IMPROVING THE ROBUSTNESS OF THE ELECTRIC DRIVE STATE OBSERVER

Abstract

The paper substantiates the feasibility of improving the adaptive state observer of surface-to-air missile systems guidance electric drives in order to ensure their effective operation in mode of exceeding the executive motor nominal rotation speed, as well as to increase the overall speed of the guidance system. The structure of the well-known adaptive state observer, implemented on the basis of Luenberger observers, which is used in electric drives of combat vehicles, is analyzed. A hypothesis is put forward regarding its potential unsuitability when the electric drive operates in the zone of increased speeds. The structure of the electric drive state observer is synthesized and modernized using the modal method, taking into account the nonlinear characteristic of the executive motor magnetization. This characteristic was previously linearized and presented in the form of a linear dependence of the EMF coefficient and torque on the excitation current.

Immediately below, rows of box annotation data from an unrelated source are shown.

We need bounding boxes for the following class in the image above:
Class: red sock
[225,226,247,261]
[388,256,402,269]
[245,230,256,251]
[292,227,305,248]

The influence of the parametric uncertainty of the direct current motor type D-135 on the operation of the basic observer structure as a part of the 9K35 surface-to-air missile guidance system was studied by simulation in the Matlab/Simulink environment. The results showed that such a structure demonstrates high robustness to deviations in the active resistance of the armature winding and the moment of inertia, while the error in estimating the rotational speed does not exceed 4%. At the same time, when the magnetic flux corresponding to the operation of the electric drive in the speed range higher than the nominal one decreases, a complete loss of the basic observer structure operability was detected. Numerical simulation of the operation of the improved state observer as part of the 9K35 surface-to-air missile guidance system was carried out. The simulation results confirmed its effectiveness and stable operation of the electric drive in both speed modes.